Howard Tannen souffla du nez. Il alla recouvrir son fauteuil de toute la surface de son postérieur, se gratta une calvitie de laquelle pendaient ses mèches blondes et s'alluma une cigarette.

— C'est comme ça que ça marche. Sur le fond je suis d'accord avec toi mon p'tit, mais le globe est plus à la mode. Surtout que c'est le seul modèle qu'ils peuvent me faire. Une Red Apple ?

— Non merci.

— Sinon ! Tu dois te demander pourquoi je t'ai fait venir jusqu'ici, non ?

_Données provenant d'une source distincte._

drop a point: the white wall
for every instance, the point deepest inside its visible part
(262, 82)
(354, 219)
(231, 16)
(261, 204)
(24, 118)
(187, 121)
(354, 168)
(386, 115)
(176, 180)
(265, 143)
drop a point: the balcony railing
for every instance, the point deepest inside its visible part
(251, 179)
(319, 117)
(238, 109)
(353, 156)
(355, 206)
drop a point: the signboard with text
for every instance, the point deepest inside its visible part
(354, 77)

— En effet, c'est peu courant de recevoir une lettre de votre part, Monsieur Tannen.

— Corentin Mayol. Plus malin que tous les gendastres de la capitale, plus courageux que tous les Servants de la Nation.

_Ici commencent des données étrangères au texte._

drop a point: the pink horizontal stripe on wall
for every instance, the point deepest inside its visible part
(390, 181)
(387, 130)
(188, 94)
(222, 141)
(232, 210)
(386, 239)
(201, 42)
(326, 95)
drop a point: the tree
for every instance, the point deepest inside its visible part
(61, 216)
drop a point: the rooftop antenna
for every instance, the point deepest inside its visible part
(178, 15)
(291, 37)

— Oh, ce ne sont que des expressions journalistiques !

— Mais elles ne retirent rien à vos exploits. C'est assez paradoxal de vous dire que vous êtes un excellent journaliste alors que plus vous vous tenez loin de la Rédaction, plus mes gros titres sont sensationnels et plus mes ventes explosent. Le Secret du Nicolas Flamel ! Le Sceptre de Lully ! Les Neufs Glaives de Bronze ! Le Trésor de John Redd ! Vol 113-B pour Moscou ! Ce ne sont plus des reportages, c'est un feuilleton que vous nous proposez !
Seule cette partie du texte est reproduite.